Jersey City, one of the few bright stars in New Jersey’s employment recovery, is in danger of being strangled by the state’s transportation crisis.
The city on the Hudson River waterfront accounted for 10 percent of the state’s job growth in the past year. It has lured residential development and companies like JPMorgan Chase & Co. and Fidelity Investments, and outpaced the state and nation in reducing joblessness. Mayor Steven Fulop expects Jersey City to surpass Newark as the state’s most populous municipality in 2016.
He’s not so sure, though, that New Jersey’s rails and roads can handle the influx. A new commuter-rail tunnel into Manhattan is at least a decade away. The existing ones are vexed by repairs and delays. Governor Chris Christie’s calls for fiscal restraint are threatening the growth of cities like Fulop’s that are dependent on public transportation.

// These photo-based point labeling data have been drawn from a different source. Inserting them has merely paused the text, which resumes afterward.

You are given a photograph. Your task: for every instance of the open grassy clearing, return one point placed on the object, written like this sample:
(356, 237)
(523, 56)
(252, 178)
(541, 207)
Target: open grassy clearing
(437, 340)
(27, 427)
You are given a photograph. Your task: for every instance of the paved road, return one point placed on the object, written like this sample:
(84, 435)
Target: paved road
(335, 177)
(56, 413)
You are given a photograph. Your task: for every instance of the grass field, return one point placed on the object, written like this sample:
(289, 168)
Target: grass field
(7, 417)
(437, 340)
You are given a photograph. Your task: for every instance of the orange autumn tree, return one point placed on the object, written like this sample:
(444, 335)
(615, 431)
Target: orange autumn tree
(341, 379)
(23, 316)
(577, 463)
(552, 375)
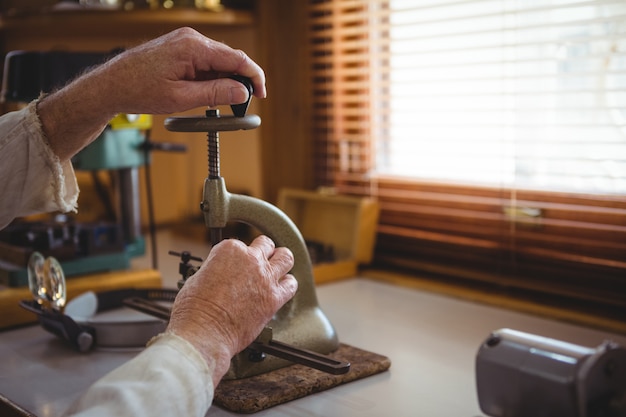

“Jersey City’s success has largely been correlated to investment in mass transit,” said Fulop, a Democrat. “Trenton’s lack of a plan has really had and could potentially have a devastating impact.”
His 14-square-mile (36 kilometer) community of 257,300, one train stop from Manhattan, has lured financial firms in the past decade, earning the nickname Wall Street West. Fulop, 38, who worked at Citigroup Inc. and Goldman Sachs Group Inc., quit Sanford C. Bernstein & Co.’s trading desk to run for mayor and took office in 2013.
Millions of dollars in tax incentives have persuaded companies to move to Jersey City. New York Life Insurance Inc. received $33.9 million over 10 years from the New Jersey Economic Development Authority to bring 625 jobs to Goldman Sachs Group Inc.’s waterfront building, itself the recipient of a 20-year tax break. JPMorgan secured about $188 million in tax benefits over 10 years, according to filings with the development authority.